ECLI:NL:HR:2002:AE4722
Hoge Raad
- Cassatie
- E. Korthals Altes
- L. Monné
- P.J. van Amersfoort
- J.W. van den Berge
- C.J.J. van Maanen
- Rechtspraak.nl
Cassatie over onroerendezaakbelastingen en de toepassing van artikel 241 van de Gemeentewet
In deze zaak gaat het om een beroep in cassatie van het college van burgemeester en wethouders van de gemeente Haarlemmermeer tegen een uitspraak van het Gerechtshof te Amsterdam. De zaak betreft aanslagen in de onroerendezaakbelastingen voor het jaar 1998, opgelegd aan belanghebbende voor het genot krachtens zakelijk recht van de onroerende zaak aan de a-straat 1 te Z. De heffingsgrondslag voor deze aanslagen bedroeg f 431.000. Belanghebbende maakte bezwaar tegen deze aanslagen, maar werd door het hoofd van de afdeling heffingen en invordering niet-ontvankelijk verklaard.
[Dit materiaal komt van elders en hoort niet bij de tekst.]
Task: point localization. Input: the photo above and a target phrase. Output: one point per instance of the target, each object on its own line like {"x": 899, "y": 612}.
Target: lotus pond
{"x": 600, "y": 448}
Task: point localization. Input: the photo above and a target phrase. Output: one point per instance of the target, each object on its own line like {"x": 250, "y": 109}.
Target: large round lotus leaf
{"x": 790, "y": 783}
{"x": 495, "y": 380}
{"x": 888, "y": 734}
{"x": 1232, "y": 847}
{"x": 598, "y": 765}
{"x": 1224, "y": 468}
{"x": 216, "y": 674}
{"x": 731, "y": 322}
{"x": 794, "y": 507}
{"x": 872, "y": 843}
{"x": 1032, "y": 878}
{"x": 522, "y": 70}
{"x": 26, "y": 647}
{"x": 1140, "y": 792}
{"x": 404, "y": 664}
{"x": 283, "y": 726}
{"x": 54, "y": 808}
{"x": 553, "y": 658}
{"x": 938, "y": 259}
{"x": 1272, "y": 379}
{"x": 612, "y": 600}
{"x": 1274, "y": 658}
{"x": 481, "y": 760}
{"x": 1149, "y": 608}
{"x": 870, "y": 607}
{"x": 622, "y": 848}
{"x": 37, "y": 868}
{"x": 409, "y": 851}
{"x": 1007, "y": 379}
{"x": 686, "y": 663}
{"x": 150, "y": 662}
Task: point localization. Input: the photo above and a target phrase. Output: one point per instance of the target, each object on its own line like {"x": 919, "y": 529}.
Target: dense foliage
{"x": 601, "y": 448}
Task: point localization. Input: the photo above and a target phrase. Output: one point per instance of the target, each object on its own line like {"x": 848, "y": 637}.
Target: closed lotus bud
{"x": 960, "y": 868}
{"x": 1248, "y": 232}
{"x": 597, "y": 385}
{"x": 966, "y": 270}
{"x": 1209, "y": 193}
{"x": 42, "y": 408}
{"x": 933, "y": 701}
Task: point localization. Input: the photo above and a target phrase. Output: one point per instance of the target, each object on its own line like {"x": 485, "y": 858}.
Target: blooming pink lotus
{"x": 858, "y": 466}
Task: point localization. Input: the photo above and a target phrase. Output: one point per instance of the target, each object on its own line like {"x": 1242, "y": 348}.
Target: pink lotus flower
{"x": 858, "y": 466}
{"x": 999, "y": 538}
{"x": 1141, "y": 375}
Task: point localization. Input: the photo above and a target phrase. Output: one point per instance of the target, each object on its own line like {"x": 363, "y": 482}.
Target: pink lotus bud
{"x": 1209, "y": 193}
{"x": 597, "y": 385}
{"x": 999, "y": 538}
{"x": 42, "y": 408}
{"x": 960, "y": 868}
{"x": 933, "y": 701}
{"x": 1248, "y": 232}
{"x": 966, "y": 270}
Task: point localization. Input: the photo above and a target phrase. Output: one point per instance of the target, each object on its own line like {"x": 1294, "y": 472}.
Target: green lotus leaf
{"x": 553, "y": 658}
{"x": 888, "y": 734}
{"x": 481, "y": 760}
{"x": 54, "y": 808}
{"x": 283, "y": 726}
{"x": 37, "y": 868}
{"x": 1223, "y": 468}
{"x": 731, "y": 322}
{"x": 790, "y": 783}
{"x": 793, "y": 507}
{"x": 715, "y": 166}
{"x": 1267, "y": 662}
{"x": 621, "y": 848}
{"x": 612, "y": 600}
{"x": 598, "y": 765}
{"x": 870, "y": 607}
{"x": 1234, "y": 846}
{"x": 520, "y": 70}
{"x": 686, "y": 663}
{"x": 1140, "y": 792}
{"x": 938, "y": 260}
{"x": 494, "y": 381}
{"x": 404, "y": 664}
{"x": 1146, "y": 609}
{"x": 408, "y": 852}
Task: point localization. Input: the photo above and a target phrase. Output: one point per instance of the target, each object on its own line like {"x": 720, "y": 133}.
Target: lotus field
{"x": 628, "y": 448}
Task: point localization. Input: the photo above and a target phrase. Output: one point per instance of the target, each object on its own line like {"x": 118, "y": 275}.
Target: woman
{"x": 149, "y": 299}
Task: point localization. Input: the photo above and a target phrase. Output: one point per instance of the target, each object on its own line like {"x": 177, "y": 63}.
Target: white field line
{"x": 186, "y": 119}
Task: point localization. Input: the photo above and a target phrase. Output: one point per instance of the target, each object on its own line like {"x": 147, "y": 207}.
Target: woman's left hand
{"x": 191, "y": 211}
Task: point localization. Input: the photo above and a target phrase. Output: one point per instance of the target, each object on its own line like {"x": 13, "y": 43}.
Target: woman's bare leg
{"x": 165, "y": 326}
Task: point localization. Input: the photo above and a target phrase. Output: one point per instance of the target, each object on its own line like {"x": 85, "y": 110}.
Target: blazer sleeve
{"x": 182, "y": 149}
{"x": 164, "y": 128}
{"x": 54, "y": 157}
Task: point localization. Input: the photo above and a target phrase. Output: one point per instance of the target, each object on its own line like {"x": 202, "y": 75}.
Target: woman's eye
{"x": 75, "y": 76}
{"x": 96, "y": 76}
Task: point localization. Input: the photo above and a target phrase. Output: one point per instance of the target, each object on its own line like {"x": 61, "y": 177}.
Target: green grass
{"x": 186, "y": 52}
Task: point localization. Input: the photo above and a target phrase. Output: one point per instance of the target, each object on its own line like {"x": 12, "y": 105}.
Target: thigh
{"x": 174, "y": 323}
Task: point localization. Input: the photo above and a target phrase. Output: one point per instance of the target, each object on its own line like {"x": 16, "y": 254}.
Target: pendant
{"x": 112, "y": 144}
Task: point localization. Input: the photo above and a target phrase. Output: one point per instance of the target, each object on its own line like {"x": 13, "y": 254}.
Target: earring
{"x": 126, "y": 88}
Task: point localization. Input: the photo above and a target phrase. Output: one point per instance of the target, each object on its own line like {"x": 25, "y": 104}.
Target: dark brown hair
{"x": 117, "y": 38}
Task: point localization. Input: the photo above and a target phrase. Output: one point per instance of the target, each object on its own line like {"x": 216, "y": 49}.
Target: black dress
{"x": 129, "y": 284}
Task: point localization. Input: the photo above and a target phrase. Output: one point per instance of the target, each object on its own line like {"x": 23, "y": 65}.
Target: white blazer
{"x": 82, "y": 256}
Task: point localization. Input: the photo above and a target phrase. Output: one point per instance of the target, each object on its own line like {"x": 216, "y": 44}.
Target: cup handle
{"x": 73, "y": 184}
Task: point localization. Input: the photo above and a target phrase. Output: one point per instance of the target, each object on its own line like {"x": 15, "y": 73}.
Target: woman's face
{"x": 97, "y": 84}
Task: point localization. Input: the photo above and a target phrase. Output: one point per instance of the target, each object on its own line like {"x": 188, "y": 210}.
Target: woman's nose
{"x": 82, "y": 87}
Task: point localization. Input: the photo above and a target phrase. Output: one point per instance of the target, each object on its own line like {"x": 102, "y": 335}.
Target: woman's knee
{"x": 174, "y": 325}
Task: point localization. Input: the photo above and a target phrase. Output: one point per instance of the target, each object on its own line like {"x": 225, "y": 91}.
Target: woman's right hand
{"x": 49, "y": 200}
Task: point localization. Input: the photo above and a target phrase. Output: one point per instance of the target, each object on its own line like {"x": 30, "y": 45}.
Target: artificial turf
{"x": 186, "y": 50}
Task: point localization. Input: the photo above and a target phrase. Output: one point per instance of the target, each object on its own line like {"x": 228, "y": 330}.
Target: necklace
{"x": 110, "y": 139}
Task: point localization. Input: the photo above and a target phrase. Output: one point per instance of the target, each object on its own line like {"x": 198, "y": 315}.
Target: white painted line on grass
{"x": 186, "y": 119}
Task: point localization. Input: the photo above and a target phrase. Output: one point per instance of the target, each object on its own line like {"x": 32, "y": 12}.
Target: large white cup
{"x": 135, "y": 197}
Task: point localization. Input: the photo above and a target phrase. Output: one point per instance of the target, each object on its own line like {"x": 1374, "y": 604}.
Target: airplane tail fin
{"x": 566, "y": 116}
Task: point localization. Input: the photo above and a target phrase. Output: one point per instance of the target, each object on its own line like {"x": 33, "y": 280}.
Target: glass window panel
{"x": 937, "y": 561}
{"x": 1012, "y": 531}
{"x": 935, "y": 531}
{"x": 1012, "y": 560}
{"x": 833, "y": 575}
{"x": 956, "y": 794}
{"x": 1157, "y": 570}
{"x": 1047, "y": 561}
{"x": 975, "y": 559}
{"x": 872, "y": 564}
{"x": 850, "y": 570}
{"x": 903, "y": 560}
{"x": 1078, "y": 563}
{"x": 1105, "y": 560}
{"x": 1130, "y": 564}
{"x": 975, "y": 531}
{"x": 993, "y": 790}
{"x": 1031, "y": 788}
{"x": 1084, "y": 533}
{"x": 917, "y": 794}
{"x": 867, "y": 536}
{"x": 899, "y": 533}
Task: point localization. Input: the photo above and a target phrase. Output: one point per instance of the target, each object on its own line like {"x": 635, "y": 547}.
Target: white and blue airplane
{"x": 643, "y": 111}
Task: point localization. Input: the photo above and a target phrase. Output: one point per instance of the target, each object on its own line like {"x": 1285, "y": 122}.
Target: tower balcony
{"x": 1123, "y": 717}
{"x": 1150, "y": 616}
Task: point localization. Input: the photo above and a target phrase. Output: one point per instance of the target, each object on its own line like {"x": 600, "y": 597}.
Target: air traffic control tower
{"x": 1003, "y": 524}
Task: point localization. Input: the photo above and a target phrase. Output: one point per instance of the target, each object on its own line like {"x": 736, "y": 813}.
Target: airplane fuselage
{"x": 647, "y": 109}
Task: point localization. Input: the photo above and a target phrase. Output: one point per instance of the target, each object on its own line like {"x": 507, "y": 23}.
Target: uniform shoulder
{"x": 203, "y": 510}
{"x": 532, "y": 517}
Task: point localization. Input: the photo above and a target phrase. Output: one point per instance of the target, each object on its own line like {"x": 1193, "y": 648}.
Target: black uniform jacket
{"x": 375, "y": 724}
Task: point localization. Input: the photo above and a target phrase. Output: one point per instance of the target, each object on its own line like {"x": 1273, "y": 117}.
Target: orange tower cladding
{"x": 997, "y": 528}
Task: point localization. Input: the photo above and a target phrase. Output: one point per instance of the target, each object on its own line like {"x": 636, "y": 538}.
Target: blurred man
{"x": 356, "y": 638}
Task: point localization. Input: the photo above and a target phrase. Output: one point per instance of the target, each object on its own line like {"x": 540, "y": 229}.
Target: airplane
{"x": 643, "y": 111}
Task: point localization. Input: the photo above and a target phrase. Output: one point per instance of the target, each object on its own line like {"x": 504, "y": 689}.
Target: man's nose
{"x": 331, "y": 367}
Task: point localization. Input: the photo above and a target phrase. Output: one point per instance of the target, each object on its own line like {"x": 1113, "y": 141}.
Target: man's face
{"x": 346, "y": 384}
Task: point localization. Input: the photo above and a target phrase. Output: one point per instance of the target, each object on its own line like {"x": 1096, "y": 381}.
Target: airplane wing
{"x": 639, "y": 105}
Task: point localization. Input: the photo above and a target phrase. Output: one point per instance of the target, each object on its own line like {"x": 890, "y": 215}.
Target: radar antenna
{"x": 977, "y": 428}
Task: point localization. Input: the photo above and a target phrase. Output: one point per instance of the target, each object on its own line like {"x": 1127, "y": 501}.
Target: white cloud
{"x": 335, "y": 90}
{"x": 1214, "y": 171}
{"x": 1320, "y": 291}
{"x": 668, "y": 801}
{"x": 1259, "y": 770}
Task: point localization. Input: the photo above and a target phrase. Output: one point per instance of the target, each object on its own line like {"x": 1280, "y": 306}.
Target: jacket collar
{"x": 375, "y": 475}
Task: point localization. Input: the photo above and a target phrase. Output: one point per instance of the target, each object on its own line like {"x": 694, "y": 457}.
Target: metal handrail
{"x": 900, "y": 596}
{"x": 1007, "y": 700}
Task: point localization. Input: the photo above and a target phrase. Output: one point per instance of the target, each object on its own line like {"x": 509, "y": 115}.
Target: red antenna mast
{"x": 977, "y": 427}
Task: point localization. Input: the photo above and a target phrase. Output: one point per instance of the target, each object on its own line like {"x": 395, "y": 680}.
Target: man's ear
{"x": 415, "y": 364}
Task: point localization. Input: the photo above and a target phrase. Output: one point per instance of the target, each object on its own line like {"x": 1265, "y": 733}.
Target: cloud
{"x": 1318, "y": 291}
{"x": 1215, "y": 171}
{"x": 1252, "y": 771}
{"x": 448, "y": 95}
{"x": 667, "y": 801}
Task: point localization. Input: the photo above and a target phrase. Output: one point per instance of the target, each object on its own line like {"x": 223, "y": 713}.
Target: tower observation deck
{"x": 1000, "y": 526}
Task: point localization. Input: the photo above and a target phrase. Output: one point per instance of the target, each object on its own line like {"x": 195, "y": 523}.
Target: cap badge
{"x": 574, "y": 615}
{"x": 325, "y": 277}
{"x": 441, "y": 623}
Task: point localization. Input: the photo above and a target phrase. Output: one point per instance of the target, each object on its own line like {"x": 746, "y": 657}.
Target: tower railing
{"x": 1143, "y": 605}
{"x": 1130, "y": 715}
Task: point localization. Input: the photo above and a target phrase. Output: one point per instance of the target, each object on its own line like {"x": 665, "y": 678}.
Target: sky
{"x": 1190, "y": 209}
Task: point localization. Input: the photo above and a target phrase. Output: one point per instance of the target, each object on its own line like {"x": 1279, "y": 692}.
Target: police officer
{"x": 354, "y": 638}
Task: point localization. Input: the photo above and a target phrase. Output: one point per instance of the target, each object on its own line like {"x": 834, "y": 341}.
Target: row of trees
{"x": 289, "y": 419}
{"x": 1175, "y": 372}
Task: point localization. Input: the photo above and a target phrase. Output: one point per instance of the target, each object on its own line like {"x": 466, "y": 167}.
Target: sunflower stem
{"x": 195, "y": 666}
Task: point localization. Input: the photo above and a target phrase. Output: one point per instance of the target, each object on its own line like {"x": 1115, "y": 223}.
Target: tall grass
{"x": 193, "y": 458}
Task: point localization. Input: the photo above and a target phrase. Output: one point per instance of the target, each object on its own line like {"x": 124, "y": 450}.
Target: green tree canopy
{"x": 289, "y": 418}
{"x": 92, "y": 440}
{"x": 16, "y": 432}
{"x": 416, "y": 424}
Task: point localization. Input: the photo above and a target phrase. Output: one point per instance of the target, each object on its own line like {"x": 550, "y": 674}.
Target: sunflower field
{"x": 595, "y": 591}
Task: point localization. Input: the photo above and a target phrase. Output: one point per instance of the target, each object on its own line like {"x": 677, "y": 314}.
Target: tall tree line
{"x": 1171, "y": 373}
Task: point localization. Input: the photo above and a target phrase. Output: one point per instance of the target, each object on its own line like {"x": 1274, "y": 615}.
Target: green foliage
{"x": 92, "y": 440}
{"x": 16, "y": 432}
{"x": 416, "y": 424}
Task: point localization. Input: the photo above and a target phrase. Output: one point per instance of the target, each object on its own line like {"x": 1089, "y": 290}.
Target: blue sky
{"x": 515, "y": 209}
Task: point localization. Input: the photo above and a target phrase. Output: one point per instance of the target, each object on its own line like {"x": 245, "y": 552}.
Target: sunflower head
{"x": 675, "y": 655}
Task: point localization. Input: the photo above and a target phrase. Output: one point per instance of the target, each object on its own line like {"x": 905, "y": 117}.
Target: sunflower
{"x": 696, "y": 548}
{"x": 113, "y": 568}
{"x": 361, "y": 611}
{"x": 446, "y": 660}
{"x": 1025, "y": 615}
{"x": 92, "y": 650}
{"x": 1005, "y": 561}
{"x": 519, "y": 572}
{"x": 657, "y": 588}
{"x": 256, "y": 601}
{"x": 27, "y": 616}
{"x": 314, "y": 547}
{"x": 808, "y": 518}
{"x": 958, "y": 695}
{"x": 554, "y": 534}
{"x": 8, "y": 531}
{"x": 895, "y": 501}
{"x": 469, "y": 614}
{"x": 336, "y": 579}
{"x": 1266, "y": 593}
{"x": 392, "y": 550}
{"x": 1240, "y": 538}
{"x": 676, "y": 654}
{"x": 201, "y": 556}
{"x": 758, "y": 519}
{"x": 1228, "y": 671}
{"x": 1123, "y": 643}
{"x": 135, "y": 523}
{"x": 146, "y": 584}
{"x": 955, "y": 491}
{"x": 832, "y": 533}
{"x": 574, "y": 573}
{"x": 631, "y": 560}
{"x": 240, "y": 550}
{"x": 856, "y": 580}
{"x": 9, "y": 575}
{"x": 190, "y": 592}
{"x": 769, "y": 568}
Hierop heeft belanghebbende beroep ingesteld bij het Hof, dat het beroep gegrond verklaarde en de bestreden uitspraak vernietigde. Het Hof bepaalde dat het bezwaar van belanghebbende aanhangig bleef totdat de uitspraak in een andere procedure, die betrekking had op de waardering van de onroerende zaak, onherroepelijk was geworden.
De Hoge Raad behandelt de vraag of het Hof terecht heeft geoordeeld dat artikel 241 van de Gemeentewet van toepassing is. Dit artikel is bedoeld om te voorkomen dat er afzonderlijke procedures worden gevoerd over dezelfde feiten en omstandigheden die zowel van belang zijn voor de heffing van onroerendezaakbelastingen als voor de vaststelling van de waarde van de onroerende zaak. De Hoge Raad oordeelt dat het Hof terecht heeft vastgesteld dat in dit geval sprake is van een situatie waarin artikel 241 van de Gemeentewet van toepassing is. De Hoge Raad verklaart het beroep van het college ongegrond en bevestigt de uitspraak van het Hof.
De Hoge Raad acht geen termen aanwezig voor een veroordeling in de proceskosten. Dit arrest is gewezen door de vice-president E. Korthals Altes als voorzitter, en de raadsheren L. Monné, P.J. van Amersfoort, J.W. van den Berge en C.J.J. van Maanen, en is openbaar uitgesproken op 28 juni 2002. Tevens wordt er een griffierecht geheven van € 327, waarbij een eerder betaald bedrag van f 327 (€ 142,94) in mindering wordt gebracht, zodat er nog € 184,06 resteert.